A medida atingiu dois endereços de carteiras digitais identificados por envolvimento em atividades ilícitas, impedindo que os recursos fossem transferidos ou utilizados.
Segundo a empresa, a ação foi baseada em informações fornecidas por diferentes agências americanas, que relacionaram as carteiras a esquemas de evasão de sanções e operações criminosas. Assim que os dados foram validados, os endereços foram bloqueados de forma imediata.
A Tether reforçou que mantém uma política rígida contra o uso indevido de suas criptos e que segue regularmente a lista de Nacionais Especialmente Designados do OFAC. Esse acompanhamento permite que a empresa atue rapidamente ao identificar movimentações suspeitas.
“O USDT não é um porto seguro para atividades ilícitas. Quando identificamos ligações credíveis com entidades sancionadas ou redes criminosas, agimos de forma imediata e decisiva”, afirmou o CEO Paolo Ardoino.

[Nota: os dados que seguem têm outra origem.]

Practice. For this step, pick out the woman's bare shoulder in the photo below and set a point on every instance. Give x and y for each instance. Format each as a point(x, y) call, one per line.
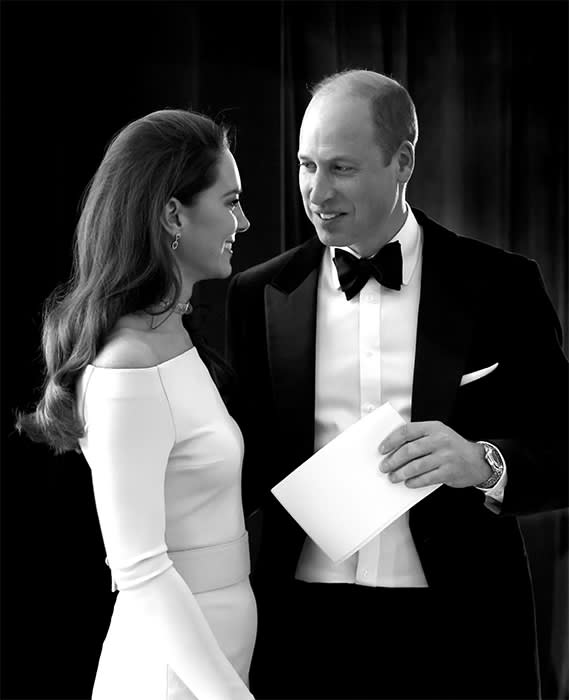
point(127, 349)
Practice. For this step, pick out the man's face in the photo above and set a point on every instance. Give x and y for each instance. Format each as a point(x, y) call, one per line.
point(349, 194)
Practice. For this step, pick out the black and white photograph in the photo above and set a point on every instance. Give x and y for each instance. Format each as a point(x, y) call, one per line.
point(284, 337)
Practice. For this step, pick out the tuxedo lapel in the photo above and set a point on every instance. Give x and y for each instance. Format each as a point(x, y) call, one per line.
point(444, 327)
point(290, 308)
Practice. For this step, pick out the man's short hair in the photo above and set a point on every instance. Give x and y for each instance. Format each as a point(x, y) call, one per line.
point(392, 108)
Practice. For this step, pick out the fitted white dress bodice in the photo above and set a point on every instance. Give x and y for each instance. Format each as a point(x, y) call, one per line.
point(165, 458)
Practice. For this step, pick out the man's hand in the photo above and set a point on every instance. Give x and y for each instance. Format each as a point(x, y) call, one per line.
point(431, 453)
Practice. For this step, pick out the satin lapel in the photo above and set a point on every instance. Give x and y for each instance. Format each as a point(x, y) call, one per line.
point(290, 308)
point(444, 328)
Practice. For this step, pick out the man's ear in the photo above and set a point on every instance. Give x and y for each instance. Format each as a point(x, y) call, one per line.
point(171, 215)
point(405, 161)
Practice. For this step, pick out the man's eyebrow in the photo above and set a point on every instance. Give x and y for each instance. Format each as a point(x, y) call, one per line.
point(329, 159)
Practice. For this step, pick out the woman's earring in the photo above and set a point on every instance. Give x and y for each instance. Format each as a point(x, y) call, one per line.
point(175, 242)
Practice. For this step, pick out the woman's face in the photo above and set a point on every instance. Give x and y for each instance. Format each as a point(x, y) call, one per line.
point(210, 224)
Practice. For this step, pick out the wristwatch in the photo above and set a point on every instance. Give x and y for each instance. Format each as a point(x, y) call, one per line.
point(495, 461)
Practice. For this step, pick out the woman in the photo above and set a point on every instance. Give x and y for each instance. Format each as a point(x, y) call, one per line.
point(126, 385)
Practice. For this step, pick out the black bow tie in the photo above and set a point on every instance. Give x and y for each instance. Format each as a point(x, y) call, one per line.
point(353, 273)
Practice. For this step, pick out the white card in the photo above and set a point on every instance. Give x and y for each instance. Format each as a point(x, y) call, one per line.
point(339, 496)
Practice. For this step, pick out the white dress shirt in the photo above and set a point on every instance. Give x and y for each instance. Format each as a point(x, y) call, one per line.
point(365, 355)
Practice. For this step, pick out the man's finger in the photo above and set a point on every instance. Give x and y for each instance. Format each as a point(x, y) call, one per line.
point(413, 469)
point(403, 434)
point(407, 453)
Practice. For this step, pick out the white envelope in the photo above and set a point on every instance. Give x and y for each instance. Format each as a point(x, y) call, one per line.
point(339, 496)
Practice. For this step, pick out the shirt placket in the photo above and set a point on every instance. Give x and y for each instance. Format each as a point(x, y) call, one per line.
point(370, 399)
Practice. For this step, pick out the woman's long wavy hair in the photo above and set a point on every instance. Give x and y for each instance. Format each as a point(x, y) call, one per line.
point(122, 261)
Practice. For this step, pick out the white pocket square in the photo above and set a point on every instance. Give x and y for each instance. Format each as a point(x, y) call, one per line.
point(473, 376)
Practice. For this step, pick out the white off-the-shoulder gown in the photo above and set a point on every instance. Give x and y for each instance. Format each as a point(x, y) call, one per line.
point(165, 458)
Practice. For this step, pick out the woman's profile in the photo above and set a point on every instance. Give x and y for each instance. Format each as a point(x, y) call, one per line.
point(126, 385)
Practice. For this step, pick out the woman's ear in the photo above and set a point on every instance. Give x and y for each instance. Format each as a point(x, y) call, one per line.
point(171, 216)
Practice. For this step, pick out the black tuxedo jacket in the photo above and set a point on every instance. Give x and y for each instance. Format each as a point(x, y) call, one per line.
point(478, 305)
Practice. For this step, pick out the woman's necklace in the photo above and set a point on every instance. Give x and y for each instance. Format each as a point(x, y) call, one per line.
point(182, 308)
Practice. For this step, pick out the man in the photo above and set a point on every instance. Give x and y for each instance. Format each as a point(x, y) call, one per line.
point(461, 338)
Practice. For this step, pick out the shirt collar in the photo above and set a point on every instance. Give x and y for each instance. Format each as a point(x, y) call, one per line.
point(409, 237)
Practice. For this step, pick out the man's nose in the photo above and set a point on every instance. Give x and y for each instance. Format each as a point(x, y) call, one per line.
point(321, 189)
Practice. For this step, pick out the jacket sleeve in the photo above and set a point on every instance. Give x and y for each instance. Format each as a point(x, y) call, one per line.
point(536, 455)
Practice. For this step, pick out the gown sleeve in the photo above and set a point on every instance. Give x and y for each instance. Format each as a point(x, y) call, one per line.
point(129, 436)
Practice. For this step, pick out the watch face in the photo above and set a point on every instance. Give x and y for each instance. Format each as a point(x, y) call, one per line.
point(493, 459)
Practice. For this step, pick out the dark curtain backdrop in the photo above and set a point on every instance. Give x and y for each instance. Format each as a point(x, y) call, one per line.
point(489, 80)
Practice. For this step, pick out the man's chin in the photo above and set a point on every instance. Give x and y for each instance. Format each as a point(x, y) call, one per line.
point(332, 238)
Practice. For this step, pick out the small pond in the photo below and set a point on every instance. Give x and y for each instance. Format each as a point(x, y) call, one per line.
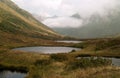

Os números divulgados mostram a dimensão da atuação da empresa ao lado de autoridades globais. Atualmente, a Tether colabora com mais de 340 órgãos de aplicação da lei em 65 países, participando de mais de 2.300 investigações ao redor do mundo.
Desse total, cerca de 1.200 casos contam com a participação de agências dos Estados Unidos. O valor total de ativos congelados pela empresa já supera US$ 4,4 bilhões, sendo mais de US$ 2,1 bilhões relacionados diretamente a ações conduzidas por autoridades americanas.
Além disso, o Departamento de Justiça dos EUA já destacou a colaboração da Tether em operações anteriores que resultaram na apreensão de aproximadamente US$ 61 milhões e US$ 225 milhões em diferentes investigações.
Esses casos estavam ligados a fraudes conhecidas como “abate de porcos”, em que vítimas são persuadidas ao longo de semanas ou meses a investir em plataformas falsas, resultando em perdas significativas antes da descoberta do golpe.